Thursday 18 December 2014

Star pupils' gravity project put to the test in space

Sam Griffin

Published 05/02/2014 | 02:30

Jason Hannon, Jonathon Roche, Jamie O'Connell and Kevin Hanley, four secondary school students from Limerick

A GROUP of talented transition year students will see their innovative science experiment boldly go where no Irish experiment has gone before.

The four teenagers, from St Nessan's Community College, Limerick, were yesterday announced as the winners of 'The Only Way is Up' competition which is being run by the Irish Centre for Composites Research (IComp) at the University of Limerick.

The competition asked Transition Year students in schools around the country to submit an innovative science experiment, which is to be flown up to the International Space Station.

The winning project, devised by pals Jason Hannon, Jonathon Roche, Kevin Hanley and Jamie O'Connell, aims to investigate the effects that microgravity has on the solidification of re-inforced concrete.

The experiment will blast off on the Orbital Sciences Orb-2 mission to the International Space Station from the NASA Wallop station in Virginia, US.

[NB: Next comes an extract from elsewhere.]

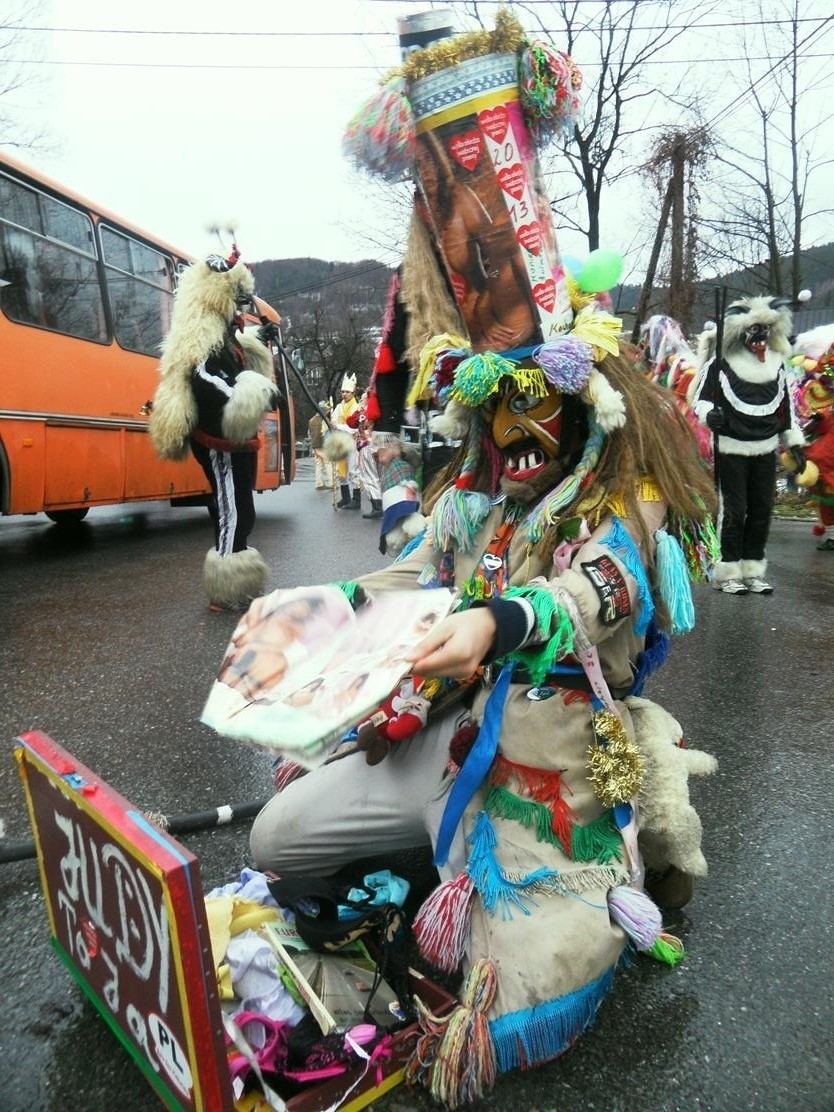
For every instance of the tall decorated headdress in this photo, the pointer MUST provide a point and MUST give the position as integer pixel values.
(465, 116)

The experiment will spend 30 days orbiting the earth before being returned to the students who will compare the effects of zero gravity with a controlled experiment on terra firma.

The competition is the first of its kind in Ireland and was run through University of Limerick in partnership with US firm NanoRacks, which brings together entrepreneurs, scientists and engineers to conduct experiments in zero gravity conditions.

The project is also supported by Science Foundation Ireland.